A mutualistic relationship of global reach and applied potential

Biocrusts communities are increasingly recognized as key not only to the local C and N biogeochemical cycles [79, 80], but also to its global dimension [81]. With a total biomass estimated at some 54 × 1012 g C [82], terrestrial cyanobacteria are one of the major components of biocrusts, and within them, M. vaginatus is the most common and widespread terrestrial cyanobacterium [17]. Given this background and the results presented here, it is likely that the mutualism of M. vaginatus with certain heterotrophs is responsible for a significant portion of terrestrial nitrogen-fixation at the global scale, and particularly important in the increasingly more expansive arid land areas suffering from loss of biocrust cover, be it by direct human impact [83, 84] or by effect of global change [18, 85], in which recovery hinges on the success of pioneer biocrusts formers.

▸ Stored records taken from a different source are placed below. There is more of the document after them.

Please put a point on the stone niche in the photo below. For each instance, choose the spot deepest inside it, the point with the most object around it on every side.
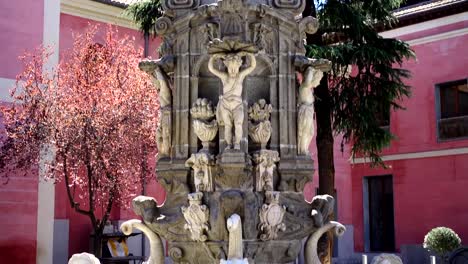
(259, 182)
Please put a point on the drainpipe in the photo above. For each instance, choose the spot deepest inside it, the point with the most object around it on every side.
(143, 183)
(146, 47)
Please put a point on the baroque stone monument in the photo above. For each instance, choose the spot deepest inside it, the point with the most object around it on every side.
(236, 124)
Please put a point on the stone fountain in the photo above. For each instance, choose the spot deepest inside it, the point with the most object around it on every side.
(234, 135)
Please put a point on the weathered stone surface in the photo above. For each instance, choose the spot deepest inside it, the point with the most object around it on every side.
(230, 106)
(260, 126)
(203, 168)
(271, 217)
(234, 170)
(204, 124)
(387, 259)
(305, 117)
(235, 54)
(196, 217)
(295, 173)
(264, 169)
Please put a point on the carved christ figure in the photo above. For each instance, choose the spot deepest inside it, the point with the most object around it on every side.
(305, 119)
(230, 111)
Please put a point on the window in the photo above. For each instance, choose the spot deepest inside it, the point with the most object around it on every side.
(453, 110)
(379, 228)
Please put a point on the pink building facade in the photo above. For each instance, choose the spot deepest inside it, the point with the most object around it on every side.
(426, 180)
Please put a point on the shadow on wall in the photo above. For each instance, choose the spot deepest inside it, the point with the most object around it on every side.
(18, 250)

The results presented here also open the door to applied aspects of biocrust restoration and, in particular, to the sustainable production of biocrust inoculum for use in ecological restoration in dryland ecosystems. Current production approaches have focused solely on the phototrophic components [33, 34], but our results suggest that using selected heterotrophs to enhance production and survival of cyanobacterial inoculum may be a new avenue worth considering.

Conclusion

We provided strong evidence for a “carbon for nitrogen” resource trading relationship between M. vaginatus and certain members of its cyanosphere community by reconstructing the hypothesized mutualism from its components in the laboratory to gauge the ability of two-partner consortia to thrive in C- and N-free media and by showing that the relationship can be regulated by changing N availability. Further, we provide evidence that bundle formation by the cyanobacterium is tied to the conditions leading to mutualism, although its specific role remains to be discerned. We discuss the relevance of these findings for nitrogen cycling locally and globally, and their potential for translation to restoration ecology.